The buffer overflow occurs within the sub_1000087C9 function, where user input ends up in the reply buffer. Some arithmetic done on the length winds up with an offset larger than 0x1000.

Figure 7 - Arithmetic on length create a larger offset

The 0x1000 reply buffer in Figure 6 is basically r14 and user input starts at offset 0x38 from r14 so that leaves 0xfc8 bytes for user input. When input reaches 0xfc8, strlen will return the same value. After some arithmetic, the final value will be 0xfcc [ ((0xfc8 + 1) + 3) & 0xfffffffc]. At address 0x100008ABD, the offset becomes 0x1004 [0xfcc+0x38] which will allow leaking 4 bytes and writing 4 bytes making it a solid primitive for exploitation. The leak may not be obvious, since the size is 0x1000 and the write is happening at 0x1004. This means 4 bytes are being read from the next block.

There are a couple of limitations here. The input must not contain a NULL character, because that will cause strlen to stop at that location. Another limitation is that the data written past the end of the buffer will always be the contents of var_DC, which is the error code returned by sub_100085B30.
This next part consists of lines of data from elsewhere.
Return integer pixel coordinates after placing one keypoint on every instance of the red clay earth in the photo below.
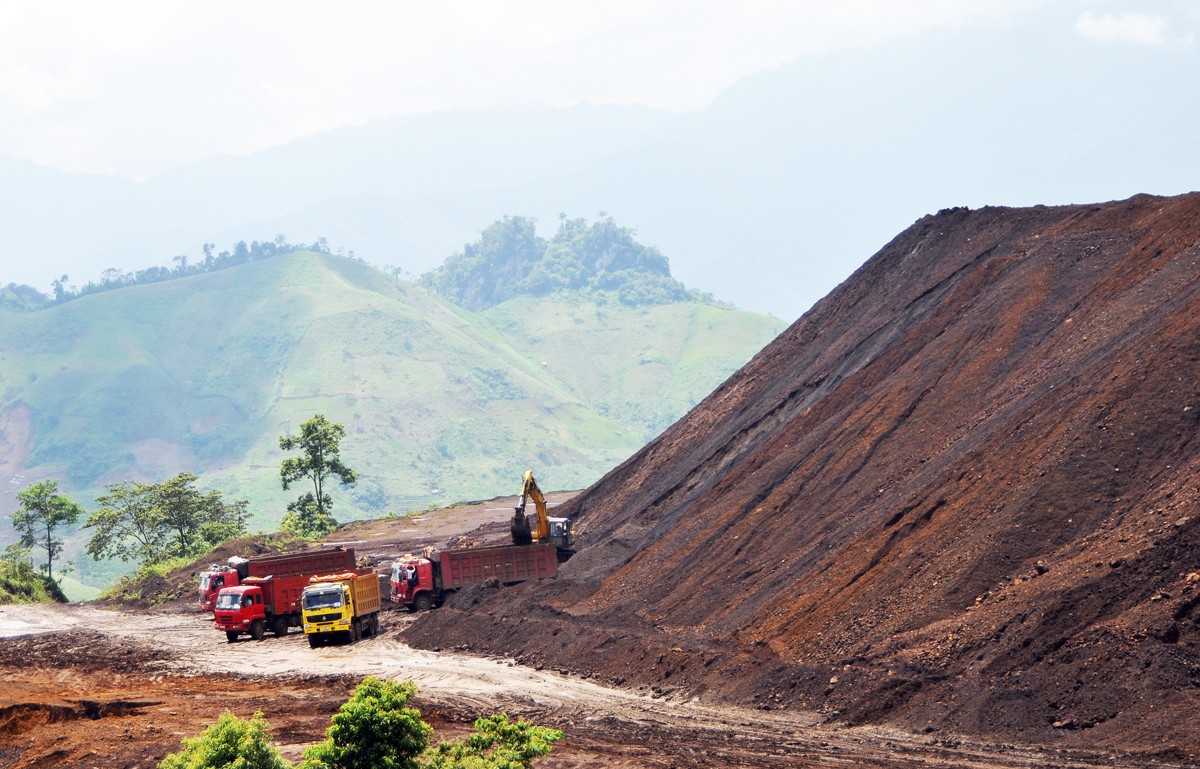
(958, 497)
(947, 518)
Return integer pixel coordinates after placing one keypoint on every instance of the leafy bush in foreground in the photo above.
(373, 730)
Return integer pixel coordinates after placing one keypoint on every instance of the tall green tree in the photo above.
(318, 444)
(42, 511)
(153, 522)
(126, 524)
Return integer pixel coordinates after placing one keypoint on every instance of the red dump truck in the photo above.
(423, 582)
(288, 565)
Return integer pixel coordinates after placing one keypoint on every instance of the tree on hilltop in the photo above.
(321, 457)
(511, 260)
(42, 511)
(153, 522)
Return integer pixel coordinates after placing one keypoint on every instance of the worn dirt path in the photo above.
(163, 676)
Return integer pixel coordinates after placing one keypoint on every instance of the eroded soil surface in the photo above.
(91, 686)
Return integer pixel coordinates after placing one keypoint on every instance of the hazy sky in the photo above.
(135, 88)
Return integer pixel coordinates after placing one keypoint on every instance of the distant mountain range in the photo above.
(203, 373)
(768, 198)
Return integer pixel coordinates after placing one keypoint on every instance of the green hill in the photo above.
(204, 373)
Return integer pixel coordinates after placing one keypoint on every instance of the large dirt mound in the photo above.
(958, 494)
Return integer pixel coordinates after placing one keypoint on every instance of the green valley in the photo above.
(203, 373)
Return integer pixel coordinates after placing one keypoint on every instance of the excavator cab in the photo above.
(528, 529)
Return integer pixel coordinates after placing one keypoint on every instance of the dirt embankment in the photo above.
(958, 496)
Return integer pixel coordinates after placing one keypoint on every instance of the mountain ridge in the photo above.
(204, 372)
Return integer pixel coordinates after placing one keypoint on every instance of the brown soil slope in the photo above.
(959, 494)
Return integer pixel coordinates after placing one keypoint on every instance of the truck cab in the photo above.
(412, 583)
(213, 581)
(327, 607)
(240, 610)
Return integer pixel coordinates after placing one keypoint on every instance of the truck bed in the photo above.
(508, 563)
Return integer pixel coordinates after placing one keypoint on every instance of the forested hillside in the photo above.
(203, 373)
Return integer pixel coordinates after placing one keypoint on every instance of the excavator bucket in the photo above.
(522, 534)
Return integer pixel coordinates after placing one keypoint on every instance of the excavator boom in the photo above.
(527, 530)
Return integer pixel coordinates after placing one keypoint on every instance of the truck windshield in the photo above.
(330, 599)
(228, 600)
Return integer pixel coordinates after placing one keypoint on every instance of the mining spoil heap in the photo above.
(959, 496)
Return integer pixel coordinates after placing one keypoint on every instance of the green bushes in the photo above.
(373, 730)
(229, 744)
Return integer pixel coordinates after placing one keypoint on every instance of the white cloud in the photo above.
(1140, 29)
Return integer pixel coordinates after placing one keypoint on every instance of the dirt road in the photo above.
(87, 686)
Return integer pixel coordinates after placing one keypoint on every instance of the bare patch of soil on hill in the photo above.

It is always interesting analyzing those kinds of bugs since it shows how a subtle mistake could lead to a vulnerability that ends up achieving code execution on a target system. Apple patched this bug (and many others) with macOS Mojave 10.14.5, which released on July 22, 2019. According to their write up, they addressed the vulnerability “with improved memory handling.” Interestingly, Apple lists the Disk Management component and the nebulous “Security” component with this CVE, with the “Security” portion being patched on macOS Sierra 10.12.6 and macOS High Sierra 10.13.6. Regardless, it’s always good to see vulnerable code get corrected.